Deep draft has Ravens in usual mindset of trading down, adding picks

OWINGS MILLS, Md. -- Baltimore Ravens coach John Harbaugh was asked recently if he was excited about all of the options at wide receiver in this year's NFL draft.

"Our only problem right now is we don’t have enough draft picks," Harbaugh said.

On the surface, Baltimore is in adequate shape in terms of number of picks. The Ravens' eight selections put them in the middle of the league.

But Baltimore, which has more pressing needs entering this draft than recent ones, has only one of the first 84 picks in this year's draft because it traded its second-rounder last year to move up to take quarterback Lamar Jackson. The last time the Ravens had that few that early was 2004.

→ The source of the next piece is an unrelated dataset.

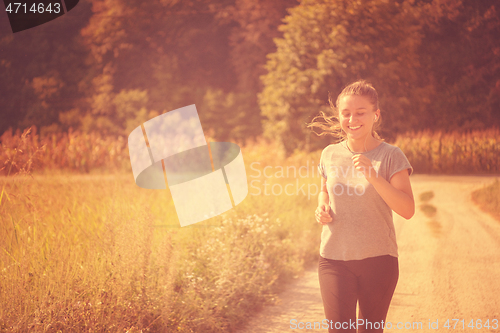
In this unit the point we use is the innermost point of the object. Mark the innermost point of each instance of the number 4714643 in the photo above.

This is why the prevailing sentiment is general manager Eric DeCosta will trade down from the No. 22 overall pick to acquire more draft capital.

"If there’s a great player there at 22, we’ll make the pick, and we’ll be very, very excited," DeCosta said. "But one thing we’ve shown over the past years is we know how to manufacture picks. So, if the opportunity is there, we’ll have a chance to trade back and accumulate picks."

Accumulating picks has been a strength of the Ravens. Since 2013, Baltimore's 58 draft picks are tied for the second-most in the league, according to ESPN's Stats & Information. That's an average of nearly 10 selections per year.

The Ravens have traded back in the first round in four of the past 11 drafts, moving out of the first round completely twice (2010 and 2012). Last year, Baltimore fell back two times, from No. 16 to No. 22 and then from No. 22 to No. 25.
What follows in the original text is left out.